October 10, 2007 at 3:53 pm
I can’t believe you went to the factory!! My grandmother was born in St. Stephen and her father was mayor of the town and one time foreman of the chocolate plant. Down the street lived her best friend Russel Ganong, son of the plant owners. Being small town New Brunswick, she eventually married her childhood sweetheart (no pun intended) and had my Uncle Hardy. Russel was killed in action in WWII and is buried in Orotona, Italy. Some time later, my grandmother remarried, moved to Fredricton had my mother and one other uncle before moving on to Baie Comeau, QC.
Anyways, long story short, Ganong chocalates have retained a rather special place in our family.
October 11, 2007 at 4:45 pm
Ugh. Not a fan of chicken bones. My boss bought me a huge bag last month for some reason. I hid the bag in his desk on my last day!
February 19, 2008 at 3:09 pm
I love Charlotte county! St. Stephen is amazing! I stayed there a few years ago for a couple months… well on the outskirts (Oak haven) I loved it there. Have you been to the Ganong’s island? I can’t remember what its called off hand, but its amazing there!
June 23, 2008 at 6:45 am
when I was a kid, my great-grandmother had “chicken bones” candy for us whenever we visited. However, they did not have cinnamon or mint centers……and I think they were yellow, not pink.
Can anyone help me find some? I’ve been looking for them for years.

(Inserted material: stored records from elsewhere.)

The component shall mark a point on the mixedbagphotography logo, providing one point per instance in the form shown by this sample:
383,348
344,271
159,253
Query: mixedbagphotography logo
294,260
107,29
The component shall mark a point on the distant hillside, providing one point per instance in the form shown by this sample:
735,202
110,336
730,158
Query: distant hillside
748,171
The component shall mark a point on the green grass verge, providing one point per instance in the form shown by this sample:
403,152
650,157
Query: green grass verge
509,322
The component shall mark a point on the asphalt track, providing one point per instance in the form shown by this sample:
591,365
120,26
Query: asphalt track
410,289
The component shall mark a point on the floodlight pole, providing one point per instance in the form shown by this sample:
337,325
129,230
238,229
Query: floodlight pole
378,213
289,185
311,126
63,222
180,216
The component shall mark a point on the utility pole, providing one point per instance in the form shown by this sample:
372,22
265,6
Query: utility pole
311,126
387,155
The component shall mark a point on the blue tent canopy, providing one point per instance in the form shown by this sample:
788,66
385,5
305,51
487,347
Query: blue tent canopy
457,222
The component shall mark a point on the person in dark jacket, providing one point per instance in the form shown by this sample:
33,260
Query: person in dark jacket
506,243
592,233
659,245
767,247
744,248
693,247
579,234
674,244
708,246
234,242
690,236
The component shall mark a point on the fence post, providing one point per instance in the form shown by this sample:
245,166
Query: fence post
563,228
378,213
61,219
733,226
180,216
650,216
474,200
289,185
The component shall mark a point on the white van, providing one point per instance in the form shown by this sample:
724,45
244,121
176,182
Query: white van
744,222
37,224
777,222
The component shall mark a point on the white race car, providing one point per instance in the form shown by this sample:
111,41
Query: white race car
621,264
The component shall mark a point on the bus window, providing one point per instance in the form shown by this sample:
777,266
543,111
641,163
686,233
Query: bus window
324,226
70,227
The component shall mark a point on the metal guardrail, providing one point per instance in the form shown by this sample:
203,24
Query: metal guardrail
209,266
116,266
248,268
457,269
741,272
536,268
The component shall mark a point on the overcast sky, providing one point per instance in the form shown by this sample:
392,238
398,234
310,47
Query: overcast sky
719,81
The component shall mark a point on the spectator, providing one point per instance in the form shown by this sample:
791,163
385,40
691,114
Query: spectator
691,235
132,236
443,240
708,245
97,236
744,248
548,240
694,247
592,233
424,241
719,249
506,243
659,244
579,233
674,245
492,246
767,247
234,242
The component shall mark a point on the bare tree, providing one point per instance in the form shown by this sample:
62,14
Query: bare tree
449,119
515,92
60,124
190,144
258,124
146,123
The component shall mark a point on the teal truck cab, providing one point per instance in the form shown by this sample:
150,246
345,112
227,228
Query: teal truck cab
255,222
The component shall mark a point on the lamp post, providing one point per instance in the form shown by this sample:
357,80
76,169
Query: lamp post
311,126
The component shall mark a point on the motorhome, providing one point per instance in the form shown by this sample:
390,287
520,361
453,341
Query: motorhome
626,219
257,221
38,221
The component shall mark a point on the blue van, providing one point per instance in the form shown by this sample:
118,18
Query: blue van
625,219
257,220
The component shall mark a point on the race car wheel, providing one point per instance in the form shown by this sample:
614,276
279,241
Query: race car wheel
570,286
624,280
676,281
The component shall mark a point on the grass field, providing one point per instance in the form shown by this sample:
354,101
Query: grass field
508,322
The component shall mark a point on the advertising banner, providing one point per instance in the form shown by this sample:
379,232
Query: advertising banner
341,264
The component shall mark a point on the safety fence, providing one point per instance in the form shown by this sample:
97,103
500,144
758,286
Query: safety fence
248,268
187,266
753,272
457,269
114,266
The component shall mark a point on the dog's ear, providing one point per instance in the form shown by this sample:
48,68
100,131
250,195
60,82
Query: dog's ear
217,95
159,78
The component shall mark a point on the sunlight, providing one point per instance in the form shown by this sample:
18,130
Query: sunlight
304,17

Also, would like to find the container they use to come in.
Thank you.
July 31, 2008 at 4:28 pm
I was born and raised in St. Stephen, and it is a beautiful town. I take pride knowing that when I see chicken bones, gum drops, pal-o-mine bars, jelly beans etc, around Nova Scotia (where I now live) it’s like a little piece of home. I have family members and friends that work in the factory, and have seen first hand how things are made. It is a very interesting process to watch, and even better to eat the final product.